Automated recognition of Human Phenotype Ontology (HPO) terms from clinical texts is of significant interest to the field of clinical data mining. In this study, we develop a combined deep learning method named PhenoBERT for this purpose. PhenoBERT uses BERT, currently the state-of-the-art NLP model, as its core model for evaluating whether a clinically relevant text segment (CTS) could be represented by an HPO term. However, to avoid unnecessary comparison of a CTS with each of ∼14,000 HPO terms using BERT, we introduce a two-levels CNN module consisting of a series of CNN models organized at two levels in PhenoBERT. For a given CTS, the CNN module produces only a short list of candidate HPO terms for BERT to evaluate, significantly improving the computational efficiency. In addition, BERT is able to assign an ancestor HPO term to a CTS when recognition of the direct HPO term is not successful, mimicking the process of HPO term assignment by human. In two benchmarks, PhenoBERT outperforms four traditional dictionary-based methods and two recently developed deep learning-based methods in two benchmark tests, and its advantage is more obvious when the recognition task is more challenging. As such, PhenoBERT is of great use for assisting in the mining of clinical text data.
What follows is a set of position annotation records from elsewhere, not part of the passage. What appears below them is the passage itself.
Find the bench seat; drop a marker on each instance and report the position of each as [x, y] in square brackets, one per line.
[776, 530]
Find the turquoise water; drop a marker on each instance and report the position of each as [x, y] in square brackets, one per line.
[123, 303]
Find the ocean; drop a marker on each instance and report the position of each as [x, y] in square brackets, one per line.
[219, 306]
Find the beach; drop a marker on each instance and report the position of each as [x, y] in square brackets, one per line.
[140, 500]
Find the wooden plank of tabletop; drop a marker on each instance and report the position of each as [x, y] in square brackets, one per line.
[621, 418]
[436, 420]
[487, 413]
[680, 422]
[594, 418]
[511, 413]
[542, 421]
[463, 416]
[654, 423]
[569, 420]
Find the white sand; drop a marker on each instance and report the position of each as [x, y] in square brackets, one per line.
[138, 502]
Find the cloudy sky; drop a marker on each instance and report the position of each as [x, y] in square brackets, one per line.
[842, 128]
从临床文本中自动识别人类表型本体(HPO)术语是临床数据挖掘领域非常感兴趣的研究内容。在本研究中,我们为此开发了一种名为PhenoBERT的深度学习组合方法。PhenoBERT使用目前最先进的自然语言处理(NLP)模型BERT作为其核心模型,用于评估一个临床相关文本片段(CTS)是否可以由一个HPO术语来表示。然而,为了避免使用BERT将一个CTS与大约14000个HPO术语逐一进行不必要的比较,我们在PhenoBERT中引入了一个两级卷积神经网络(CNN)模块,该模块由一系列在两个层次上组织的CNN模型组成。对于给定的CTS,CNN模块只为BERT生成一个候选HPO术语的短列表以供评估,从而显著提高计算效率。此外,当直接的HPO术语识别不成功时,BERT能够为一个CTS分配一个祖先HPO术语,这模仿了人类进行HPO术语分配的过程。在两个基准测试中,PhenoBERT在两项基准测试中优于四种传统的基于词典的方法和两种最近开发的基于深度学习的方法,并且当识别任务更具挑战性时,其优势更加明显。因此,PhenoBERT在协助挖掘临床文本数据方面具有很大的用途。